Business Insider’s brash CEO Henry Blodget just proclaimed to the world, “IT’S OFFICIAL: We Never Need To Worry About The Future Of Journalism Again!”
What a bunch of bullshit.
The broader state of journalism is far from stable or secure, and it’s imperative that we worry about it.
Blodget’s article is a bit of cheerleading based almost solely on the fact that New York Times (NYT) generates $360 million annually in digital revenue. Well, yippie! Apparently, I’ve been fretting over the wrong headlines lately. Specifically, in my home state of Ohio alone…
- The Cleveland Plain Dealer took the scythe to a third of its newsroom, putting its current number at around 110 vs. 350 a couple decades ago, and it also formally announced it would be cutting back home delivery to four days a week (but still will print all seven days — for now).
- The Cincinnati Enquirer — owned by my former employer, Gannett (GCI) — gave “about a dozen workers” the boot and is shutting down its Northern Kentucky and Butler County bureaus.
- My former copy desk superior at The Advocate in Newark, Ohio, was laid off, as was a friend’s girlfriend — a general assignment reporter for the Zanesville Times-Recorder. (Both are Gannett papers, too.)
These are just the cases I can name off the top of my head thanks to personal and professional experience … as opposed to, you know, running my mouth about the balance sheets of newspapers I have no connection to.
I can’t help but think of Blodget as a doctor looking at a scratch on a crash victim’s face and proclaiming “You look swell!” while ignoring the gaping wound on his torso.
Blodget at least acknowledges the print side of the business, though only to point out that the NYT has a newsroom of 1,100 journalists that its “digital news business will not support” and that “the New York Times will have to continue trimming the size of its current newsroom” as a result.
But take heart! Here’s Henry Blodget’s career advice for print journos everywhere:
“If you work for the New York Times print edition, and you’re worried about your future, this realization is obviously unsettling (the print ship is sinking, and there aren’t enough digital lifeboats). But the good news is there will be plenty of other places to work. Bloomberg and Reuters, for example. Or the digital operations of TV news companies, which are still rolling in cash. And lots of digital news startups.”
When I read this, I actually yelled “Are you fucking kidding me?” at my computer screen.
“Plenty of other places to work” is a laughable thought, considering the phrase came just a few words after “there aren’t enough digital lifeboats” and referencing digital news startups that pay slave wages.
Don’t tell me you think a qualified journalist at a daily newspaper will make the same wage at AOL’s (AOL) Patch. You should’ve just stopped after “digital lifeboats,” Hank — there aren’t enough anywhere, and those startups you reference are labors of love … not places to earn a decent wage.
You might think this is just sour grapes, the overtures of someone who maybe doesn’t have the chops to make it at a “real” media outlet in 2013.

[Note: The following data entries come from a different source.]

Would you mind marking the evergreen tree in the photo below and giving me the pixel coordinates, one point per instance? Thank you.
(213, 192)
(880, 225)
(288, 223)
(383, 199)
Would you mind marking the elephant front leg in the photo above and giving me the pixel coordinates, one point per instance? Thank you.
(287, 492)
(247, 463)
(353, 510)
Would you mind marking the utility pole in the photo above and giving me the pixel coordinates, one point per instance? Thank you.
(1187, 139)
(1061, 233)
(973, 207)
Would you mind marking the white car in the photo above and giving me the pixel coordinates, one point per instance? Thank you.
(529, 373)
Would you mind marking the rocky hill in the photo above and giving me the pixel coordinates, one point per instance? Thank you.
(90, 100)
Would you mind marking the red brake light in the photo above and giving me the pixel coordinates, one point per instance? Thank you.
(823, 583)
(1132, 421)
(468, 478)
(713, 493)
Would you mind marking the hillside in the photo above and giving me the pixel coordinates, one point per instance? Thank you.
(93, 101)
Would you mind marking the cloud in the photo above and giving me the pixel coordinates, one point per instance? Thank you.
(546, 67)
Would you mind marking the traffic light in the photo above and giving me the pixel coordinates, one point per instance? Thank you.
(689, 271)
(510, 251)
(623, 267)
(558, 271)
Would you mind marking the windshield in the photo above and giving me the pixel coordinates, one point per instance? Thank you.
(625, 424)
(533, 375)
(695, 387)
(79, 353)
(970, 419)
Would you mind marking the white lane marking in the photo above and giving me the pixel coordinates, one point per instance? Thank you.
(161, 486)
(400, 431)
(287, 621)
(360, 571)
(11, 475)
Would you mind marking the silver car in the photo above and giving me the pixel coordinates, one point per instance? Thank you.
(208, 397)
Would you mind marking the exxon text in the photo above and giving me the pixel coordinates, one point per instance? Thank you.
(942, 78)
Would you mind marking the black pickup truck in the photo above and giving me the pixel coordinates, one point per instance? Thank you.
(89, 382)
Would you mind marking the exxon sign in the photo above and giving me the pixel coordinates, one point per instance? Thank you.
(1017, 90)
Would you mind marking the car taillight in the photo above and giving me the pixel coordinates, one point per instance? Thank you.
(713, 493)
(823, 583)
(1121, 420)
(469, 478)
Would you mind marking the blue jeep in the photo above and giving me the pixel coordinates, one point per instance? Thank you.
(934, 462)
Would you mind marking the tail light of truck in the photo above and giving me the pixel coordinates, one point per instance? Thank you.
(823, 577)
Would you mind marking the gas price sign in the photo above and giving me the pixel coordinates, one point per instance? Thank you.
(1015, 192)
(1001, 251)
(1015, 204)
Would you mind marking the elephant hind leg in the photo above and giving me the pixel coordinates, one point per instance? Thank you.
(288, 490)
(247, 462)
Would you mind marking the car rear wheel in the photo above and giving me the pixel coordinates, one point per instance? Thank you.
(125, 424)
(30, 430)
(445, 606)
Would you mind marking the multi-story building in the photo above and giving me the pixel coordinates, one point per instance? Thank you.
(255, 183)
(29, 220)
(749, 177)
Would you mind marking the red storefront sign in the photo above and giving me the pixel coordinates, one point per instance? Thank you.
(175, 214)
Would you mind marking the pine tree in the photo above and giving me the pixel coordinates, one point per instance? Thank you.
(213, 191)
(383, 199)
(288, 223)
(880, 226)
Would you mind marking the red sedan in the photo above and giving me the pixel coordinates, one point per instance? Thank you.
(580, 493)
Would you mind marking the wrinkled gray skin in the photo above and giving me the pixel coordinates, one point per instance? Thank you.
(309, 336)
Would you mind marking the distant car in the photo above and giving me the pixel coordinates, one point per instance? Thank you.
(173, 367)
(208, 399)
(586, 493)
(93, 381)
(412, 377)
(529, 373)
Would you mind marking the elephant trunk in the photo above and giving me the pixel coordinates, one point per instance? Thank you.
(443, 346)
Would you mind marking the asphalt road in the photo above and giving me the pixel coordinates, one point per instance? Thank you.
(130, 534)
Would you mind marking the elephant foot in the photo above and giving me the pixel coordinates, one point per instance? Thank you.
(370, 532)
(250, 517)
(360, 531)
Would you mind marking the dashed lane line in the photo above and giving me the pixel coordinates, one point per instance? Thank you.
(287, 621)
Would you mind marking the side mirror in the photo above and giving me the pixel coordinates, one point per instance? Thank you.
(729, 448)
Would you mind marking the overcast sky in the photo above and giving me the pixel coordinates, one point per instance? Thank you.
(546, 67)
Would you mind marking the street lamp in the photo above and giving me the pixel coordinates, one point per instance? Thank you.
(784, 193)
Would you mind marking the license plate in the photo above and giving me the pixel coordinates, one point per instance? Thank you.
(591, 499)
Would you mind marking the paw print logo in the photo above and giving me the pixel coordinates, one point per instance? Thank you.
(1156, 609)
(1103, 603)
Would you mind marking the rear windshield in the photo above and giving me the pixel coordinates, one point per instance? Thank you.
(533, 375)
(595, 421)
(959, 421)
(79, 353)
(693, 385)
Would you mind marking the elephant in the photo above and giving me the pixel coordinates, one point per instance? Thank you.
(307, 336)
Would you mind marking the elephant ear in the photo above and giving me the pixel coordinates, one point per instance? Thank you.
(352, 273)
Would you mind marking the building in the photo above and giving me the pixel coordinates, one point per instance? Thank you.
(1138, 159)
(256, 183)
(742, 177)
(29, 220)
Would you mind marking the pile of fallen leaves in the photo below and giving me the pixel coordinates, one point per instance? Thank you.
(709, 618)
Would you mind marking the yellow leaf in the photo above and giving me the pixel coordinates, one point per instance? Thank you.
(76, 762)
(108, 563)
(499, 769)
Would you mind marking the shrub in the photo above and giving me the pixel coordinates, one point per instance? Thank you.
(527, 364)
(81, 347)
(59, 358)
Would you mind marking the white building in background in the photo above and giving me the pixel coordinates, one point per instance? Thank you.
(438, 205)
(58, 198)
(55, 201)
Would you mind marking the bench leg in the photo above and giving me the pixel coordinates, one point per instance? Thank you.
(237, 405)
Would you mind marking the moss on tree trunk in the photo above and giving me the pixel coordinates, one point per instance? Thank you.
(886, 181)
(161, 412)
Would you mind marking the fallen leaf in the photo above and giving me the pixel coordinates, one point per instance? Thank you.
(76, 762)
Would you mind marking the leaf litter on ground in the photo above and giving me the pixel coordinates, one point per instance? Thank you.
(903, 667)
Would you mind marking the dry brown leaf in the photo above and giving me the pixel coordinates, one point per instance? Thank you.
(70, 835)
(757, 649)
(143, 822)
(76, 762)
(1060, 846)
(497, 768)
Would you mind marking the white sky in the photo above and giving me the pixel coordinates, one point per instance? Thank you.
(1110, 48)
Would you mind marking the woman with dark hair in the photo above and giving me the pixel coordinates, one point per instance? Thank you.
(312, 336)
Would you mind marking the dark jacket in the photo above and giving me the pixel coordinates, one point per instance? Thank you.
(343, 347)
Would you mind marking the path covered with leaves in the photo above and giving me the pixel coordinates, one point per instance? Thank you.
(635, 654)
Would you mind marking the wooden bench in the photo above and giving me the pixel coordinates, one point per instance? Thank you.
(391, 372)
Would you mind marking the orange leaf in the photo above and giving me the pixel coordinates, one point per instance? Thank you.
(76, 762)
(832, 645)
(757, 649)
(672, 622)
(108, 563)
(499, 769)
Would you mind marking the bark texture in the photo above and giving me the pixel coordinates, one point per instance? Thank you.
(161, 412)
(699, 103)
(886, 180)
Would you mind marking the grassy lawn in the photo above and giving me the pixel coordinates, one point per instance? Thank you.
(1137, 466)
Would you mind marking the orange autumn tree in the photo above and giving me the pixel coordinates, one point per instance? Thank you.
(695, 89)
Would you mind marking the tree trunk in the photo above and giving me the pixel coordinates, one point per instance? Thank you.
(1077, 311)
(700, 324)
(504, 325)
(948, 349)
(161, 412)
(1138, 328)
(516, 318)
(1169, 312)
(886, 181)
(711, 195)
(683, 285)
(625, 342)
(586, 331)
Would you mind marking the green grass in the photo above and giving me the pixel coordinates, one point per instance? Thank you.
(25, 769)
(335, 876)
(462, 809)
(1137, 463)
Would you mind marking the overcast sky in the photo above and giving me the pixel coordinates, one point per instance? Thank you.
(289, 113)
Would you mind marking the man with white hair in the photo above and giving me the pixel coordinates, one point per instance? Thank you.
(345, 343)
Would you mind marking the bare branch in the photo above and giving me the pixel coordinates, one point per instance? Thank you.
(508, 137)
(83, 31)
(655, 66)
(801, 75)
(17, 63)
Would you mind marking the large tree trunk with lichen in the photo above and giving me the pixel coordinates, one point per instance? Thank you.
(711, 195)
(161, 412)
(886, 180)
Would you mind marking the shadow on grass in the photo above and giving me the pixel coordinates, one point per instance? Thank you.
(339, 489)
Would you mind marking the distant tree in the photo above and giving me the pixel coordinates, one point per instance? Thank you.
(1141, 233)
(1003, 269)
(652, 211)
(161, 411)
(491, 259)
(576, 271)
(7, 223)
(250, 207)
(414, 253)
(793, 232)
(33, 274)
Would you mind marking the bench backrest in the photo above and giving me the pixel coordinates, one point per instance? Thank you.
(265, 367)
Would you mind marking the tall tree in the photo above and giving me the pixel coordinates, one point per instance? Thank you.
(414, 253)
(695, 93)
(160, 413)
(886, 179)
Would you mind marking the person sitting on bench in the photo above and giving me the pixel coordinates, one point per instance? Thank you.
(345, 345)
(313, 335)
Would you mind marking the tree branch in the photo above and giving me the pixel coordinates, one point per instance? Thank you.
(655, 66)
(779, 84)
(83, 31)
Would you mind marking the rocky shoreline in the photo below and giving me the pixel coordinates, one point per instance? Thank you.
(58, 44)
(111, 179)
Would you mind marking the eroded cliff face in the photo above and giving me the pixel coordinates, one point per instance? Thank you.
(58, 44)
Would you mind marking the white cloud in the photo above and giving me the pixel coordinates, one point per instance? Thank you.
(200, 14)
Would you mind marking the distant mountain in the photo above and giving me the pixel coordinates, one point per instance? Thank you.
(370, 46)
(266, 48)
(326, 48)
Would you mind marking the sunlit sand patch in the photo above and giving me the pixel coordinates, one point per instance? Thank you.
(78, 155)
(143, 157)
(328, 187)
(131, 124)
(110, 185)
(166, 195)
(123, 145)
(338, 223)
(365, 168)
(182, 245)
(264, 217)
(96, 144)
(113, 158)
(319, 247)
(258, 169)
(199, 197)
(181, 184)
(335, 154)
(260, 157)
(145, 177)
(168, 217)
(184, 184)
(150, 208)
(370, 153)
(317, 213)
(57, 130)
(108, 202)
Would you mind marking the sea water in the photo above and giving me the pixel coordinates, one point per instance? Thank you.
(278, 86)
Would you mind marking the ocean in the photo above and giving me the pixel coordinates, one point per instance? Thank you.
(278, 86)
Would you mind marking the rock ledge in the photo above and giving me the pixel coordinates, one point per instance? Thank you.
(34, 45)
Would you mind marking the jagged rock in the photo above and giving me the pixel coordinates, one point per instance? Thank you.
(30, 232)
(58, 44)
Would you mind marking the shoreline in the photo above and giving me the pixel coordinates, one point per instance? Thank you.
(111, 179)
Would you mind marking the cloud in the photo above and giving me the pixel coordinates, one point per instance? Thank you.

Well, with just under a decade of professional journalism experience under my belt — two years in my current digital position, plus seven years at a newspaper before that — and the kind of idealism a few years at a college paper will foster, I emotionally live and die by the fate of the business.
The fact that one or two lucky journalists might be saved by the likes of Bloomberg or Reuters isn’t enough.
And the NYT — with its atypically wide umbrella and premium brand — is not a meaningful gauge of American journalistic operation at the local or regional level, where it perhaps matters most. “Watchdog journalism” performed via coverage of areas like municipal government or cops beats in Peoria, Ill., might not be as glamorous or as profitable as Anthony Weiner sending people junk shots, but are no less important to society.
Particularly to the people who live in Peoria.
Blodget years ago noted that we can lean heavily on Twitter and citizen journalists to spackle over many of these journalistic holes, and maybe he’ll throw that out again now. But it’s naïve to think a 40-hour-a-week middle manager can really be relied on for a consistent, respected journalistic presence at city hall.
My mind also tends to wander to what the Poynter Institute’s Craig Silverman dubs “The Law of Incorrect Tweets”: that “Initial, inaccurate information will be retweeted more than any subsequent correction.”
Of course, considering Americans increasingly care more about things like Kim Kardashian’s baby than their county commissioners, maybe we’re getting precisely the kind of “journalism” we deserve.
In which case, carry on, Blodget. Those single data points won’t analyze themselves.